Un livret publié par le gouvernement en 2022 intitulé «Kisan Rail – A Boon for Farmers» commence par une citation du Premier ministre Narendra Modi: «Le projet ferroviaire de Kisan montre non seulement l’engagement du gouvernement pour servir les agriculteurs, mais sert également de preuve de la vitesse à laquelle nos agriculteurs sont prêts à de nouvelles possibilités.» Pourtant, les documents RTI et les dossiers parlementaires révèlent que les agriculteurs de l’Inde ont été bloqués par des promesses non satisfaites, des échecs systémiques et une apathie bureaucratique.
Lancé avec beaucoup de fanfare le 7 août 2020, le premier service ferroviaire Kisan reliant Devlali (Maharashtra) à Danapur (Bihar) a promis de révolutionner la logistique agricole. Conçu comme une solution de transport abordable et efficace pour les produits périssables, y compris les fruits, les légumes, le lait, la viande et le poisson, le programme a spécifiquement ciblé les petits agriculteurs marginaux aux prises avec un accès au marché.

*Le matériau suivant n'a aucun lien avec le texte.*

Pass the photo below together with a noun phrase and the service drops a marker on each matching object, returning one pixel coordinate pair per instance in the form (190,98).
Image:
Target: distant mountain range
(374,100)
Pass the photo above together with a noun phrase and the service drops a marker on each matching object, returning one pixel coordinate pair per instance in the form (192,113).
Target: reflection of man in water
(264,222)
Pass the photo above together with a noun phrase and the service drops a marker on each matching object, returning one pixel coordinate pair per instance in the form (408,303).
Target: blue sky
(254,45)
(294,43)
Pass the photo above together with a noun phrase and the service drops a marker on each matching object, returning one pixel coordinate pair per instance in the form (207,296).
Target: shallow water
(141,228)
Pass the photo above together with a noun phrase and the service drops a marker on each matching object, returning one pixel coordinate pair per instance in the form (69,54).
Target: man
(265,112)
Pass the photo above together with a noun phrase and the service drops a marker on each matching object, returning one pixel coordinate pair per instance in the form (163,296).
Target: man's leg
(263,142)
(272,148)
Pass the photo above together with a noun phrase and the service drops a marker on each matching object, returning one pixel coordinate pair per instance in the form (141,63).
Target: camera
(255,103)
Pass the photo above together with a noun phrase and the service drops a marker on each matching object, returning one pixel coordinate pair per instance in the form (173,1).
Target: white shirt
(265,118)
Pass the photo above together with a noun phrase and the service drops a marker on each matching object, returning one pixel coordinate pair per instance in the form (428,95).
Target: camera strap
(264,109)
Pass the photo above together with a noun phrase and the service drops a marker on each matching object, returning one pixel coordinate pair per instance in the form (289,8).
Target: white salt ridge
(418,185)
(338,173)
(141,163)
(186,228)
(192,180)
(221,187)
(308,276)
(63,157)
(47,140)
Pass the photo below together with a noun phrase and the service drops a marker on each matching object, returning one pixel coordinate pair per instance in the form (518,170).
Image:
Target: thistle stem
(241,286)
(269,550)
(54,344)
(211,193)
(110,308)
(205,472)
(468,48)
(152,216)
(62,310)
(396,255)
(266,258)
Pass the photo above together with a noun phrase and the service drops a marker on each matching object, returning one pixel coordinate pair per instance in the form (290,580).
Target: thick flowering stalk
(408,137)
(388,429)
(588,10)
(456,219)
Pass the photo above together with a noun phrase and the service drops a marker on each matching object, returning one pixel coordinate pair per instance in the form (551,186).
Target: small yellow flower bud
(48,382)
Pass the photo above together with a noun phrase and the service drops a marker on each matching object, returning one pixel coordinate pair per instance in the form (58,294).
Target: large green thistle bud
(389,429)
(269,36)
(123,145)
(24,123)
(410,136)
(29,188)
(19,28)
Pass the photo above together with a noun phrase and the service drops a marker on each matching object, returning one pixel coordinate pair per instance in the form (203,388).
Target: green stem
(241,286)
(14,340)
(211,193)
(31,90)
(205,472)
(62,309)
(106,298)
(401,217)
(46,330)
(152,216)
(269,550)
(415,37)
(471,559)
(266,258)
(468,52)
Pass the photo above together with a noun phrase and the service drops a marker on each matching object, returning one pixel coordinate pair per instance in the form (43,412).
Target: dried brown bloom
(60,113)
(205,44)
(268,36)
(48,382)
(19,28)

La mise en œuvre initiale est apparue réussie, avec 2 359 services exploités d’ici juin 2022. Cependant, les réponses parlementaires ultérieures montrent que le programme est resté au point car le nombre est resté figé à 2 359 en novembre 2023, ce qui augmente marginalement à 2364 en décembre 2024. Cela indique une inactivité presque totale depuis le milieu de 2022.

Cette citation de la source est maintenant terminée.